Maschi, «Tocchiamoci». Al via la Campagna per la prevenzione del tumore ai testicoli

La Fondazione Umberto Veronesi con la sua Campagna «Tocchiamoci» invita i maschi italiani all’autopalpazione per la prevenzione del cancro ai testicoli. C’è anche un video che fa il verso alla scaramanzia

MILANO – Spesso le informazioni giungono meglio se veicolate in forma ‘leggera’, piuttosto che brutale o seriosa. È il caso della Campagna ‘Tocchiamoci’ della Fondazione Umberto Veronesi (FUV), che invita i maschi italiani all’autopalpazione per la prevenzione del tumore ai testicoli. E lo fa sfruttando i luoghi comuni accompagnati da gesti di scaramanzia che, ancora oggi, sopravvivono.

Basta toccarsi
Il messaggio è che per prevenire il tumore ai testicoli basta toccarsi. E non è una questione di ‘sfiga’, ma di buonsenso. Basti infatti pensare che, come ricorda la FUV questa patologia rappresenta l’1,5% di tutte le neoplasie che colpiscono i maschi ed è la più frequente in quelli di età compresa tra i 15 e i 40 anni. Infine, il cancro al testicolo è la neoplasia maligna più frequente in Italia. Il tasso di incidenza si attesta all’11 per cento nei maschi con meno di 50 anni.

Scarsa attenzione
La prevenzione di questa, così come altre patologie, spesso è vanificata dalla scarsa attenzione che le persone dedicano anche a quei semplici gesti che potrebbero salvare milioni di vite ogni anno. Uno di questi è proprio la palpazione, che permette di diagnosticare in tempo l’eventuale sviluppo del tumore. La scarsa attenzione da parte dell’uomo nei confronti della prevenzione fa sì che ancora oggi nei Paesi occidentali si registrino ogni anno fino a dieci nuovi casi ogni centomila abitanti, accompagnati da un aumento dell’incidenza negli ultimi 30 anni. A contribuire all’aumento dei casi è stata anche l’abolizione dell’obbligo di leva, e di conseguenza della visita militare compiuta a 18 anni in cui spesso veniva proprio individuata la malattia.

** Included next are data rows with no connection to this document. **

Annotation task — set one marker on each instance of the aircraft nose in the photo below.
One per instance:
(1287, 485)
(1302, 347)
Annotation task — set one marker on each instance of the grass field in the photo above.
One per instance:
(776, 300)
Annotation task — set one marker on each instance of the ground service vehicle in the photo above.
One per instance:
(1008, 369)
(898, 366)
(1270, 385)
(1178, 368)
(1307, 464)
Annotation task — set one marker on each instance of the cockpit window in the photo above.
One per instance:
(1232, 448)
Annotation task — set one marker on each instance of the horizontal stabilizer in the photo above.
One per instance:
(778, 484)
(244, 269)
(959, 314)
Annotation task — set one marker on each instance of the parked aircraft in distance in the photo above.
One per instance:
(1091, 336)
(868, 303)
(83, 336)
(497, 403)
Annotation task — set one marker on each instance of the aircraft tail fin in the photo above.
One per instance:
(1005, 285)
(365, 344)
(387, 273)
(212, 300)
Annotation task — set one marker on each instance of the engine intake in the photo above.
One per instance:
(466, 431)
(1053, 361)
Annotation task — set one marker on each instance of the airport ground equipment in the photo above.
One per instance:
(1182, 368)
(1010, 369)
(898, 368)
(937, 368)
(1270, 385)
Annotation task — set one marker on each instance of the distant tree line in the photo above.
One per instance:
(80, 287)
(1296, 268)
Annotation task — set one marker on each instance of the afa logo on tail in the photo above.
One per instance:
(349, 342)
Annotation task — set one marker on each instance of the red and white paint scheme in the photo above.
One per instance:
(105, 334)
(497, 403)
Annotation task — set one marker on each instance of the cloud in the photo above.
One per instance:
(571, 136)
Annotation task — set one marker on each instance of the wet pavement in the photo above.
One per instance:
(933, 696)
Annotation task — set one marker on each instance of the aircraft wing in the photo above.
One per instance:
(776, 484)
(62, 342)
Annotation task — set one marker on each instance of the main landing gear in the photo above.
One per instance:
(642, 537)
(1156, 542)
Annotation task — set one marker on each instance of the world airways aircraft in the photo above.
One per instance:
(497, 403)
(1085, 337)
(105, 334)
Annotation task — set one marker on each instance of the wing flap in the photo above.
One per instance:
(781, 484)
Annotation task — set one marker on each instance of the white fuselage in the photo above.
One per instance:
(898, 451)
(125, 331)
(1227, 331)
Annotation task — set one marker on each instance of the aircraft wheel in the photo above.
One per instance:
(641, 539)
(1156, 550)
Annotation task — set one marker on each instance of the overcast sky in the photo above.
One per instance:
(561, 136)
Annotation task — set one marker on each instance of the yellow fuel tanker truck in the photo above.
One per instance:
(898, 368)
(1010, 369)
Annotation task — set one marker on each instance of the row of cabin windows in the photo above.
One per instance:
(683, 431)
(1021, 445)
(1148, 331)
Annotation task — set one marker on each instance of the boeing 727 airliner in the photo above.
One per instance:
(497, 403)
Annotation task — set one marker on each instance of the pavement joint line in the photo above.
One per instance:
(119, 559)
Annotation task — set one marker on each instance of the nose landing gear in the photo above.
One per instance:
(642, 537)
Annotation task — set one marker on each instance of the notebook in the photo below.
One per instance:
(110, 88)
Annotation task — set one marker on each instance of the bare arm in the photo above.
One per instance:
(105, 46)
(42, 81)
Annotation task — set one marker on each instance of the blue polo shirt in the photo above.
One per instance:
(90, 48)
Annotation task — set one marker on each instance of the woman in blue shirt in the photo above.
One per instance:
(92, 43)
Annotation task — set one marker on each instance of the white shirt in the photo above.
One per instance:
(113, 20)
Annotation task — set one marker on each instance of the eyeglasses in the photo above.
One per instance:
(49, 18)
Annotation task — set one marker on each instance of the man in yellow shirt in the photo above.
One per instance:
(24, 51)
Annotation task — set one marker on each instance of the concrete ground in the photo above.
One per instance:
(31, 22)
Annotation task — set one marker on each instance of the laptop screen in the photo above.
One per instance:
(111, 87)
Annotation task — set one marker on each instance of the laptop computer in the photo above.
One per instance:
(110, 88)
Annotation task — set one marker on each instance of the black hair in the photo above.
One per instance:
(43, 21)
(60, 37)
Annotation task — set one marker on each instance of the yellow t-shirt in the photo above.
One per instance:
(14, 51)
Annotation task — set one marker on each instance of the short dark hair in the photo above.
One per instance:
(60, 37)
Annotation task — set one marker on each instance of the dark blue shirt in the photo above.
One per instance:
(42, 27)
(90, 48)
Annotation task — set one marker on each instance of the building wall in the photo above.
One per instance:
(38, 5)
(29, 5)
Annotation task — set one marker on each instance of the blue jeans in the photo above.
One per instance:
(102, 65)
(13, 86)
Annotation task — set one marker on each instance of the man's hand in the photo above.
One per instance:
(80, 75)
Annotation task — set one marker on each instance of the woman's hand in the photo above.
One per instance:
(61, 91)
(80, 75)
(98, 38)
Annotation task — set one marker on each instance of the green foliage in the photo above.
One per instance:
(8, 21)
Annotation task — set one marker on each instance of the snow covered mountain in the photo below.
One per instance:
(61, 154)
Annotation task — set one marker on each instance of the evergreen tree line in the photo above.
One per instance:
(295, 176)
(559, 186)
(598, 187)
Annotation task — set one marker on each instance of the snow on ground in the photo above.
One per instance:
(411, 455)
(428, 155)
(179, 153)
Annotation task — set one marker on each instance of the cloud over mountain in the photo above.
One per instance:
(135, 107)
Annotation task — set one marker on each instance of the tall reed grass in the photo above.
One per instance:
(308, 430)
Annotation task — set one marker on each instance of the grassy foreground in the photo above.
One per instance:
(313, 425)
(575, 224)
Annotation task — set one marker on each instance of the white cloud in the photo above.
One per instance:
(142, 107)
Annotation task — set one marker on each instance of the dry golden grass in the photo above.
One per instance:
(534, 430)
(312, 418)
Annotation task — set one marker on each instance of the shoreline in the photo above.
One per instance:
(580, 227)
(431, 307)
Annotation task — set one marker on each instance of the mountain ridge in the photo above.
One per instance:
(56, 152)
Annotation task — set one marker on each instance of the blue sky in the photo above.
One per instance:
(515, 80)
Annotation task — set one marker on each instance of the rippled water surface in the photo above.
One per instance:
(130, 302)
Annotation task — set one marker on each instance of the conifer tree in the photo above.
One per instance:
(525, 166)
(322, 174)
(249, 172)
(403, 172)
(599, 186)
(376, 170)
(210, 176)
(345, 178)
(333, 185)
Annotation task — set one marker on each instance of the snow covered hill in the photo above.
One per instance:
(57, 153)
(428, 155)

Ottime possibilità di trattamento
Le possibilità di trattamento e cura sono proporzionali alla precocità della diagnosi. Se individuato e trattato precocemente, il tumore ai testicoli ha un tasso di guarigione di circa il 96%. Dai dati si può facilmente intuire come sia fondamentale la prevenzione e la diagnosi precoce. Nonostante ciò, il messaggio fa ancora fatica a passare nella mente dei maschi italiani, i quali sono più propensi ‘toccarsi lì’ quando si tratta di fare gli scongiuri, piuttosto che curare la propria salute. Non a caso il video prodotto dalla Fondazione Umberto Veronesi gioca proprio sul ‘toccarsi’ nella sua duplice veste. Nel video, che è una sorta di candid-camera, si vede un carro funebre che percorre le vie cittadine. Come spesso accade, di fronte alla scena diversi maschi portano la mano all’inguine, più o meno, discretamente. Dopo di che, il finto becchino scende dall’auto e affronta i maschi superstiziosi: «Ti tocchi le palle per tenere lontana la sfortuna, ma sai toccarti i testicoli per prevenire il tumore?». Chi vuole rispondere alla domanda?